A new study shows that many public policy discussions about income inequality are missing the biggest cause — the decline of marriage.

“There is a growing marriage divide that leaves millions of men, women and children in poor and working-class communities without ready access to the stability, emotional security and financial resources marriage affords,” writes Bradford Wilcox in The Federalist. “The retreat from marriage in working-class and poor communities across the United States hinders educational and economic opportunity, helps drive the crime rate higher in these communities, and exacts a serious social and emotional toll on children. It also — as Robert Lerman and I argue in a new report, ‘For Richer, For Poorer’ — seems to account for almost one-third of the growth in family income inequality since the late 1970s.”

Statistics show that rising inequality isn’t just caused by economics alone, as some on the left say, or by cultural factors, as some on the right might think. Instead, it’s a combination of the two. It’s true there are fewer good-paying working class jobs, like the manufacturing jobs many of our parents held; and it’s also true that as a culture, we no longer expect marriage to come before childrearing, for example.

What’s more, marriage is still the norm for American adults in middle-income and upper-income brackets; it’s less so in lower-middle and lower-income brackets. The Pew Research Center reported in September that more adult Americans than ever have never married (about 20 percent in 2012, up from 9 percent in 1960).



Pew also reports that Americans with more education (and thus higher incomes) are more likely to marry; people with less education and lower incomes are less likely to do so.

What’s the outcome of these converging trends? Rising income inequality. Marriage is a financial boon; it combines incomes and other resources, aids in wealth accumulation and focuses two people toward a common goal.

Wilcox says the federal government can help impress those advantages on young Americans, in much the same way that successful education programs helped lower teen pregnancy rates.

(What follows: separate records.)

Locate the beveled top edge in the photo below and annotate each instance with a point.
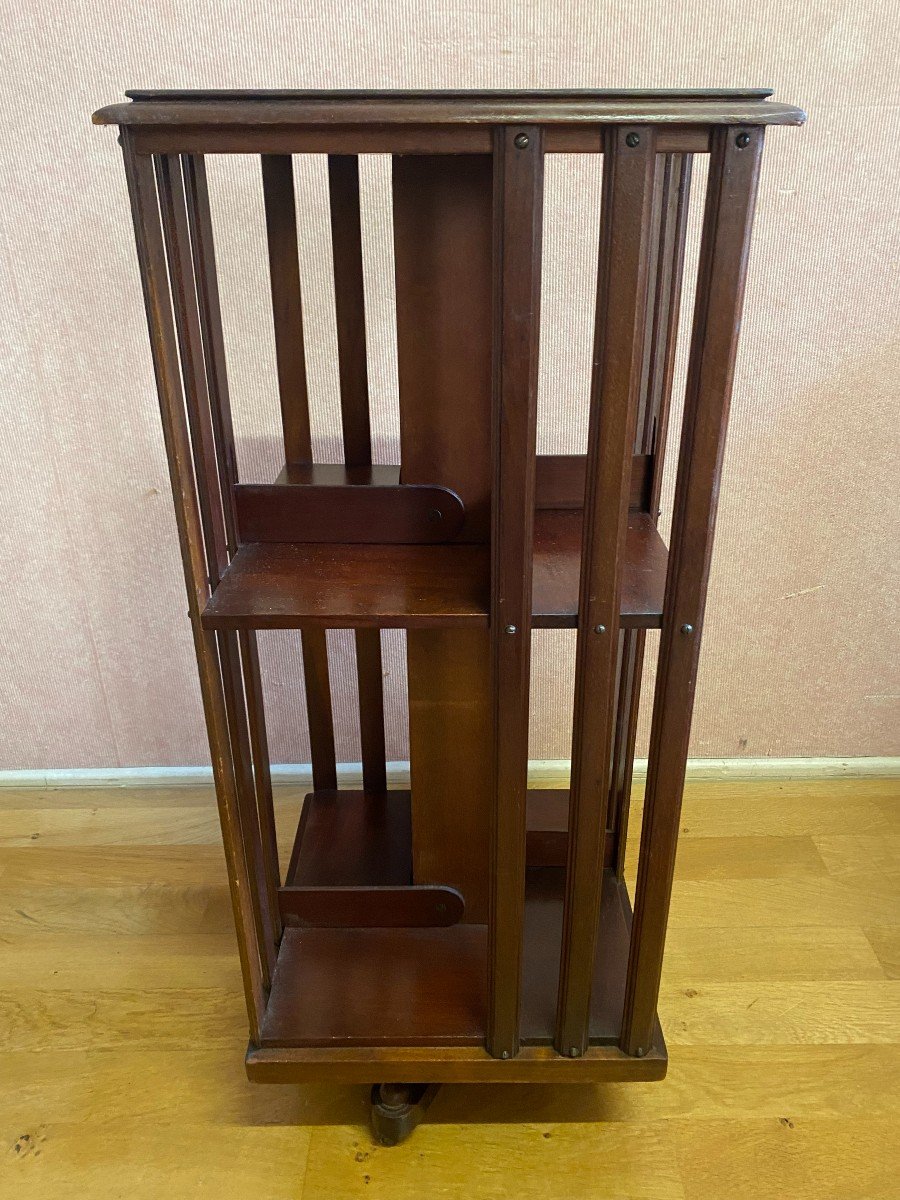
(169, 95)
(363, 108)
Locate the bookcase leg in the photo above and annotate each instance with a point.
(397, 1109)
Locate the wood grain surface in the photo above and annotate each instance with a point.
(124, 1026)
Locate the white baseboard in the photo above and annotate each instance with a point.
(541, 773)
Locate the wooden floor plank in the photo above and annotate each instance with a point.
(144, 1161)
(803, 1158)
(885, 941)
(589, 1162)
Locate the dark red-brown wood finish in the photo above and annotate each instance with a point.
(466, 929)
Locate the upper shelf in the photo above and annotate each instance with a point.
(292, 586)
(330, 108)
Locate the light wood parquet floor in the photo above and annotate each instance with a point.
(123, 1031)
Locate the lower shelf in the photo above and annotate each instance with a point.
(393, 988)
(429, 987)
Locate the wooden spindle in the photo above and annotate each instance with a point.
(519, 202)
(618, 354)
(287, 316)
(670, 227)
(351, 313)
(157, 299)
(204, 268)
(173, 209)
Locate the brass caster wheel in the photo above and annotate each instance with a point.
(397, 1109)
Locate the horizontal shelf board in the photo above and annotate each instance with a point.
(292, 586)
(429, 987)
(353, 839)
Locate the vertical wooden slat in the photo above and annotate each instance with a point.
(519, 199)
(187, 325)
(618, 352)
(287, 305)
(317, 685)
(349, 307)
(351, 313)
(731, 192)
(151, 257)
(287, 315)
(443, 231)
(210, 317)
(670, 225)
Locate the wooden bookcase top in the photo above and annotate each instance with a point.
(600, 107)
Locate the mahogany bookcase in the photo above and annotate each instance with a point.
(469, 928)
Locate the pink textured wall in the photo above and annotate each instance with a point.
(801, 642)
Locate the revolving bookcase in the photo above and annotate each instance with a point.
(468, 928)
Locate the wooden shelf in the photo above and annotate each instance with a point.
(420, 987)
(293, 586)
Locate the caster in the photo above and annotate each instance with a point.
(397, 1109)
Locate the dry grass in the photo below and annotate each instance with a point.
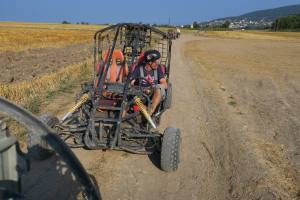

There are four specific things the federal government can do, he says.

“It should subsidize wages (through the Earned Income Tax Credit or a new approach not connected to household size) to boost the returns to work for less-educated Americans,” Wilcox writes. “It should eliminate the marriage penalties embedded in many of our transfer programs. It should boost the child-tax credit to $3,000 per child and make it applicable to income and payroll taxes. And along with state governments, it should increase funding for vocational and apprenticeship education — such as career academies — that raise adolescents and young adults’ odds of finding good-paying, middle-skilled jobs.”

We can debate the particulars of those programs at a later date. For now, it’s important to recognize that if we’re truly worried about rising income inequality, we should be worried about marriage.